Geologic, hydrologic, and oceanographic problems and independent studies by means of conferences, assigned readings, and field or laboratory work fitted by ESCI faculty to individual student needs; or new or specialized courses. Topics include geochemistry; geomorphology; geophysics; glaciology; groundwater; structural and regional geology; crystallography; mineralogy; petrology; thermodynamics; ore deposits; earth resource policy; paleontology; sedimentation; stratigraphy; water resources management; chemical, physical, and geological oceanography; earth systems. Also, senior synthesis and earth science teaching methods.

Introduces quantitative tools necessary for upper level Earth Science courses. Incudes basic statistical descriptions of spatially and temporally varying data, curve fitting, and time-series analysis with emphasis on atmospheric, oceanic and terrestrial data sets. Students learn to construct simple numerical models of Earth Systems. Instruction in data and analysis and modeling in Python. One year of calculus and at least one semester of intermediate Earth Science required.

Course focuses on the application of radiogenic, radioactive and stable isotopes to improve students' knowledge about the processes and timescales relevant to the formation of the planet and solar system, the evolution of the Earth system and interactions in the hydrosphere and biosphere. Topics include geochronology, tracer applications, Earth surface applications, as well as applications in the hydrosphere and biosphere. Systems discussed include the classic radiogenic systems (K-Ar, Rb-Sr, Sm-Nd, Lu-Hf and U-Th-Pb), traditional (H, C, N, O) as well as nontraditional (e.g., Mg, Ca, Fe) stable isotope systems, and radioactive isotopes (e.g., radiocarbon). Course consists of lecture, where students are exposed to these applications, and a lab section to work through any questions on the homework assignments, discuss relevant papers from the literature, and carry out a project. Lab. One year each of calculus and chemistry required.

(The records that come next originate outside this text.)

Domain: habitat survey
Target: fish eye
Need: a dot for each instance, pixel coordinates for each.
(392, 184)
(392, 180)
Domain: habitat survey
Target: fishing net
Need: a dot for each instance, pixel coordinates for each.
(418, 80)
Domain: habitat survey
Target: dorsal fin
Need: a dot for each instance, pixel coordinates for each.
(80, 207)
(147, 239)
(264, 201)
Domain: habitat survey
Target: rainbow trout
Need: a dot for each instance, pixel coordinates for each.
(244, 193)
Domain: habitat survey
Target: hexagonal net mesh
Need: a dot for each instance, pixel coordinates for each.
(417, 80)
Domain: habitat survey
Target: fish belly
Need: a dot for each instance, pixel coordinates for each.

This course introduces the basic principles of paleoceanography, such as the preservation of ocean history in sediment archives and the analysis/interpretation of paleoceanographic data. The course focuses on the capabilities and limitations of paleoceanographic techniques, and empowers students to critically assess the strengths and weaknesses of results presented in scientific journals. Topics include Milankovitch cycles, faunal assemblages, temperature and circulation proxies, linear and non-linear responses to climate forcings, abrupt climate events atmospheric teleconnections and monsoons. One year of chemistry and one course in introductory geology required.